お姉ちゃんはいろPと幸せになるべきだと思うの 作:いろかぐヤチは美しい
どうもツキミです…犬DOGE様に全身を毛繕いの如く舐められ、ピカピカになってしまった完全敗北負け狼のツキミです。……そのせいでただでさえ低い自尊心が更に下回ってしまい私は非常に落ち込んでいるのですが……。
「ツキミー?だいじょぶ?全身ベタベタだけど」
「ふっ…一瞬で負けすぎでしょ……っ」
……当のお姉ちゃん達は心配してくれるどころか笑って楽しんでいるんです!いろpに関しては完全にツボに入ってるし……いろはの笑った顔、見れたのはいいんだけどさ……それとこれとは話が別だと思います。
まあ……お姉ちゃんが未来で言ってた「彩葉の顔がとても綺麗でさ、すぐ好きになったんだ」っていう言葉の意味は、今の彩葉の笑顔を見て分かりすぎるほど分かったけど……流石お姉ちゃんの未来の
「……もー!少しは心配してくれてもいいじゃん!」
一瞬だけ脳裏をよぎったエモーショナルな思考と、緩みそうになった顔を誤魔化すように、私は声を荒らげた。地面に座り込んだまま未だに犬DOGE様のヨダレで濡れている髪と狼耳を不満げに震わせる。
そして目の前で和んでいた二人へと、恨めしそうなジト目をこれでもかと向けるのだった。
「私だって怒る時は怒るんだからね!幾らお姉ちゃんが世界で一番可愛くて優しくてこの世の全ての美しさを凝縮した至高のお姫様だとしても!……お、怒るんだからね!」
自分の台詞に愛が漏れ出していることにも気づかず、ツキミは必死に顔を真っ赤にして拳を握りしめた。
どう考えても、誰がどう聞いても、全く怒っているようには聞こえない。
むしろ限界シスコンの全力の賛辞と愛の告白が、語気の強さに紛れて怒涛の勢いで押し寄せているだけである。
しかし当の本人は大真面目。頑張って「私、怒ってます!」と小さな身体をプンスカと揺らしているツキミの姿に、かぐやは愛おしさが限界突破して思わず笑ってしまいそうになるが、ここで笑ったら本当に拗ねてしまうと必死に口元を裏に隠して堪えるのだった。
「……っ」
「笑っちゃ駄目だよ彩葉!」
「わ、分かってるから……!」
ツキミにバレないようにこっそりやり取りをする彩葉とかぐや。しかしこのまま黙っているわけにもいかない。

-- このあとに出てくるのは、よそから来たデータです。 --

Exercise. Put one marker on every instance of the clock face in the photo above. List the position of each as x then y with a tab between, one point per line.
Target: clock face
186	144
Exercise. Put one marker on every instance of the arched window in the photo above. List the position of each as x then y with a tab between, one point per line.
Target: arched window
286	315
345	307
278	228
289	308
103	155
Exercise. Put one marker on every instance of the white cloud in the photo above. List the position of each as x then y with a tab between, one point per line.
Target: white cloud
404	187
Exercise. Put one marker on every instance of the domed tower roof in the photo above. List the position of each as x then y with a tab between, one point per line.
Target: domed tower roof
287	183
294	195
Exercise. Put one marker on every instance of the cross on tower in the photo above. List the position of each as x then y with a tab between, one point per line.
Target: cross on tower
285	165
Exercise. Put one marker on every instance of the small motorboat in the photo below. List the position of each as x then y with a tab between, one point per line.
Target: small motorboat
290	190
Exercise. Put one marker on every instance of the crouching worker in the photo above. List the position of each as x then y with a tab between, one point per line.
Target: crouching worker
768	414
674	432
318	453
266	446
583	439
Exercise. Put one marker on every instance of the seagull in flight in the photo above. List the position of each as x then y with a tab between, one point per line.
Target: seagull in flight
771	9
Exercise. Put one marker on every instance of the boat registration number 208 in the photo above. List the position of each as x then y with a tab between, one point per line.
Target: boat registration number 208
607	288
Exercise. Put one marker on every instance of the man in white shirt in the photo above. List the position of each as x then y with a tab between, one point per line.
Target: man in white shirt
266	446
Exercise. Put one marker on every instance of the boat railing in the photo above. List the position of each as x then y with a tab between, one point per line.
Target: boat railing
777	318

黙っていたり、笑ったりしてしまったらツキミは確実に拗ねてしまうだろうからだ。
だからこそかぐやは慌てて両手を左右に振って。
「ご、ごめんってツキミ!ほら、結構楽しそうだったしさ!それにツキミの笑った表情見れたのが嬉しくて!つい見守っちゃったんだ!ね? 彩葉!!」
「ここで私に振んなー」
無関係のとばっちりを受けた彩葉が速攻でそう返すが……。
「だって彩葉も笑ってたじゃん」
かぐやも負けじと切り返すのだった。
「いや、それは……ツキミが余りにも弱すぎて、一瞬で理解らされてるのがおかしかっただけでしょ……っ」
思い出し笑いを堪えるように口元を押さえる彩葉と、必死に言い訳を重ねるかぐや。二人の態度に、ツキミは頬をこれ以上ないほどぷっくりと膨らませて、ぷいっと顔を背けた。

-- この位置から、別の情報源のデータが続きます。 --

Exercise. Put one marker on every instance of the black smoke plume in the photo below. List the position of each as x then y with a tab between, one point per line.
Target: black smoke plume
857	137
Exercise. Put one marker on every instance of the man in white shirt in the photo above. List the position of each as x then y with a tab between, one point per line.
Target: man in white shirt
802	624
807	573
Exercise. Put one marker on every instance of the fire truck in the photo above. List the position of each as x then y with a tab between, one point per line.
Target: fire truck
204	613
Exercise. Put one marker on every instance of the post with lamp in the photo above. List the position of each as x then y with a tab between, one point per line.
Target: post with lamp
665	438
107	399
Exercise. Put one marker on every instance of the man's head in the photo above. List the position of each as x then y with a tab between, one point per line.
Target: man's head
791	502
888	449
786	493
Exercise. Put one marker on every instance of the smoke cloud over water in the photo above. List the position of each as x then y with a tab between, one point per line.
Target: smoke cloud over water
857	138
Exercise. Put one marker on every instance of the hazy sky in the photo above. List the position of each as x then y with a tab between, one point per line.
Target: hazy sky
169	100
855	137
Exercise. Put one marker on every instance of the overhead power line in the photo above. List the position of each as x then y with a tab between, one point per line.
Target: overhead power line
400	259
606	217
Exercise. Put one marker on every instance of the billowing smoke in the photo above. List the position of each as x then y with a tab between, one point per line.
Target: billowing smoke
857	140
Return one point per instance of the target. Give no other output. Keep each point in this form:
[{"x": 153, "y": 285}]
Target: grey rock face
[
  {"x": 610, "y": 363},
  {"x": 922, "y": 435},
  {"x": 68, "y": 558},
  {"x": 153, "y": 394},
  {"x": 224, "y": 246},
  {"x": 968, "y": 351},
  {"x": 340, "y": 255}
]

「もー! お姉ちゃんもいろpも酷いよ! 私、怒ったからね! ふーんだ!」
腕を組んでへそを曲げてみせるツキミ。
……本当はそこまで怒ってないけど…あ、慌ててるお姉ちゃんも可愛いし…ちょ、ちょっとぐらいならいいよね……♡
そんな姉狂いシスコン脳内妄想を繰り広げているツキミさんとは裏腹に、かぐやは割と大焦りであった。

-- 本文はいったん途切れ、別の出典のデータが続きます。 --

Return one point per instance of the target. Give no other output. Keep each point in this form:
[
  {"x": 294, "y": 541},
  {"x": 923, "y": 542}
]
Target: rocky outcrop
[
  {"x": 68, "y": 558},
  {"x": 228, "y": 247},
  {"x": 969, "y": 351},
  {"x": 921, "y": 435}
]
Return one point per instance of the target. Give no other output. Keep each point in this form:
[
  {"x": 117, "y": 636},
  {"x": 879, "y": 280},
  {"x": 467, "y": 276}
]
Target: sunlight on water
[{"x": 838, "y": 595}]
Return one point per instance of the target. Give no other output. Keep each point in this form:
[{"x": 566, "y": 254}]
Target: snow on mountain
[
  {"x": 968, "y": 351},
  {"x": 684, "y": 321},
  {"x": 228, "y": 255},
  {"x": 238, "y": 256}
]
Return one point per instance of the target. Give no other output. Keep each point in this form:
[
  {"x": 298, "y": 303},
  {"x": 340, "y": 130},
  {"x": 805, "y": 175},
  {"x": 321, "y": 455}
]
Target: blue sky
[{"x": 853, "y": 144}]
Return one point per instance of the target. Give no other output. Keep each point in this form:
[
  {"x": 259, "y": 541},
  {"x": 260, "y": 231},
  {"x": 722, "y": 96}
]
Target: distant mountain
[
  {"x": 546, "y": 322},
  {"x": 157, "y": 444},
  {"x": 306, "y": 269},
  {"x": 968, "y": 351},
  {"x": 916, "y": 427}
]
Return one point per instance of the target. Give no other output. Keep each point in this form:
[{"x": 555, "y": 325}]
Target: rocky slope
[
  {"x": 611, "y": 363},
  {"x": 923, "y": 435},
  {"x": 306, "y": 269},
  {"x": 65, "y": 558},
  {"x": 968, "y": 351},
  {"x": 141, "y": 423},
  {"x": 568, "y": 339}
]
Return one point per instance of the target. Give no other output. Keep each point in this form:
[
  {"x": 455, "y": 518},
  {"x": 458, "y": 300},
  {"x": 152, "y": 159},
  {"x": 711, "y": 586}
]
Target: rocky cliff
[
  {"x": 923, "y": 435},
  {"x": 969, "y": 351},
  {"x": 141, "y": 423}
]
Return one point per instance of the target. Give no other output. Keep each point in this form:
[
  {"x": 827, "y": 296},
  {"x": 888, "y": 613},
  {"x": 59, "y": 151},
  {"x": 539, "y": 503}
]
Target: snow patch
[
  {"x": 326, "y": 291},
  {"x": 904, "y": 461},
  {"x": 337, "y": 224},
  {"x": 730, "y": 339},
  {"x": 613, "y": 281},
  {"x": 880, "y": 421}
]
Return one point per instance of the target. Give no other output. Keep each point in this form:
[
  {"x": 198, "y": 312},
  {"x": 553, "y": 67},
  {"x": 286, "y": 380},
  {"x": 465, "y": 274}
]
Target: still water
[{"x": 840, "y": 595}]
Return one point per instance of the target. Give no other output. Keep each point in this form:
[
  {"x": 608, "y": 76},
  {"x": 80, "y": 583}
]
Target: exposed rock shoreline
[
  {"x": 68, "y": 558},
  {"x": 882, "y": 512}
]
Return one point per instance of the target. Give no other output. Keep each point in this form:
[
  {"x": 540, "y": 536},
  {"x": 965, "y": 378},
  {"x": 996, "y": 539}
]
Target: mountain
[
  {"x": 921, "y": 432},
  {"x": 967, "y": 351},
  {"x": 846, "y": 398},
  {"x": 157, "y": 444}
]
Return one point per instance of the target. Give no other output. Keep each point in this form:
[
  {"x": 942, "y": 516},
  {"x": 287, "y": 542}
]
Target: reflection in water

何せ、いつもなら自分を無条件で甘やかしてくれるあのツキミが、拒絶の仕草を取っているからだ。
こんなことは、今まで一度も起きたことがなかった。ツキミはいつだって「お姉ちゃん大好き♡」と全身で伝えてくれる最愛の妹であり、一度だってかぐやのお願いを聞いてくれなかったことなどなかったからだ。
いつも、いつでも。ツキミは私のことを最優先にして、自分のことは蔑ろにしてしまう。そんな危うさを持った妹だからこそ、かぐやは心配で仕方がなかったけれど──それとこれとは話が別だ。
大好きなツキミに拒絶されるなんて絶対に嫌だし、そんなの、耐えられるわけがない。
かぐやにとってツキミとは、世界で一番可愛くて愛おしくて、何よりも大切な、ずっと一緒にいたい言わば「半身」のような存在。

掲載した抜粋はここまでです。